Why Promoting Volunteerism Is Good for Employee Engagement

February 13, 2019

Nonprofit organizations help our communities in many ways. At the foundation of any nonprofit is its volunteers, who walk away from the experience having helped others.

Employers are also seeing the far-reaching impact of promoting volunteer efforts within the workplace. Here’s how promoting volunteer opportunities will transform your employees’ lives, improve your business and make an impact on your community.  

Employee engagement through volunteering

Improved employee engagement

Modern businesses are harnessing the power of a purpose-driven mindset to help employees get the most out of their experiences in the workplace. Millennials, in particular, are drawn to being a part of something bigger than themselves. Money matters, but their employer’s values and their desire to be heard matter just as much (if not more).

Plus, volunteering cultivates collaborative skills in your employees that are useful within the workplace. They’ll improve their communication, empathy and listening skills. These newly developed skills can then be carried into the workplace, empowering them to effectively engage to create a more successful and leadership-oriented business setting.

More activism and involvement

Humans share an inherent desire to help each other, but more than two-thirds of working Americans wish they were volunteering more often. What prevents people from volunteering? Lack of time. Lack of information. And simply that nobody asked for help.

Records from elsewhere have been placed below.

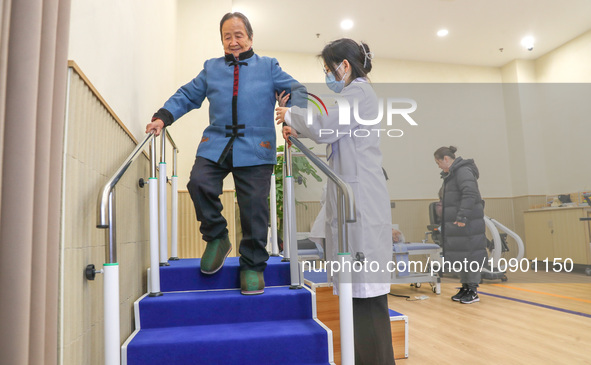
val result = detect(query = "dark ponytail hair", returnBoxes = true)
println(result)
[433,146,458,160]
[319,38,373,79]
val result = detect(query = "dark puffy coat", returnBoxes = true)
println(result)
[441,157,488,264]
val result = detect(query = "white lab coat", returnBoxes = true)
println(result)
[285,78,392,298]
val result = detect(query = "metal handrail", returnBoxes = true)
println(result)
[96,132,154,232]
[289,136,357,229]
[283,136,357,365]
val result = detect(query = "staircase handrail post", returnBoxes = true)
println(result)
[158,128,169,266]
[167,146,179,260]
[269,172,279,256]
[285,136,356,365]
[283,142,302,289]
[148,137,162,297]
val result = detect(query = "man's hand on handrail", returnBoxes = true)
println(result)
[281,125,298,147]
[146,119,164,136]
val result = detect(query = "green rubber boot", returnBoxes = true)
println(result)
[201,236,232,275]
[240,270,265,295]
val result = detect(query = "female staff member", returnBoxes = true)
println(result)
[276,39,394,365]
[434,146,487,304]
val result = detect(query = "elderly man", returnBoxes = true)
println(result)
[146,12,305,295]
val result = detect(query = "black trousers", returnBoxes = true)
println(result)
[353,294,395,365]
[187,155,274,272]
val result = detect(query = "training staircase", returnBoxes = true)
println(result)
[121,257,334,365]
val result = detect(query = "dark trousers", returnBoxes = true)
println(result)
[353,294,395,365]
[187,155,274,271]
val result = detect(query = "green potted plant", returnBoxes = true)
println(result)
[275,146,322,247]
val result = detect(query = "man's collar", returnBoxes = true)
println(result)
[225,48,254,62]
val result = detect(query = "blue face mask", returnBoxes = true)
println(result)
[325,62,346,94]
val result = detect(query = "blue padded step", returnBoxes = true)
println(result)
[127,319,329,365]
[139,286,312,329]
[160,257,291,292]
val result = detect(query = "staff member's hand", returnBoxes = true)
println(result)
[146,119,164,136]
[275,90,291,106]
[275,106,289,124]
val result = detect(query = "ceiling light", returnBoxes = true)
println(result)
[341,19,353,30]
[521,36,535,51]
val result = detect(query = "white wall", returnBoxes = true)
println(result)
[69,0,591,200]
[68,0,177,139]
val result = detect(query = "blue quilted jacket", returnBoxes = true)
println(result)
[154,49,305,167]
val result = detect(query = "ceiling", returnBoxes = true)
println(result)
[233,0,591,67]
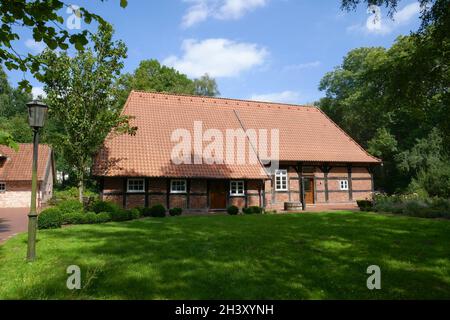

Offering volunteer hours and encouraging employees to use them gives makes it easy for your employees to get involved, and helps nurture the need to be active members in their community. And what’s more, volunteerism helps reduce stress, promote healthy lifestyles and encourage a social wellness culture.

Increased employee wellness and productivity

Employee happiness and morale are central themes for any successful business. Happy employees are less likely to call in sick, are more productive and are more likely to keep working for their employer. After all, employee turnover comes at a cost to you, since it’s much cheaper to pay and retain your current employees than it is to find and train new ones.

Businesses that demonstate a commitment to their communities often get a leg up on the competition by developing a neighborhood-first reputation. And we’re increasingly seeing consumers make decisions  based on a company’s demonstrated values. Your customers want to know what you stand for, and a community-based approach is a pretty good thing to stand for.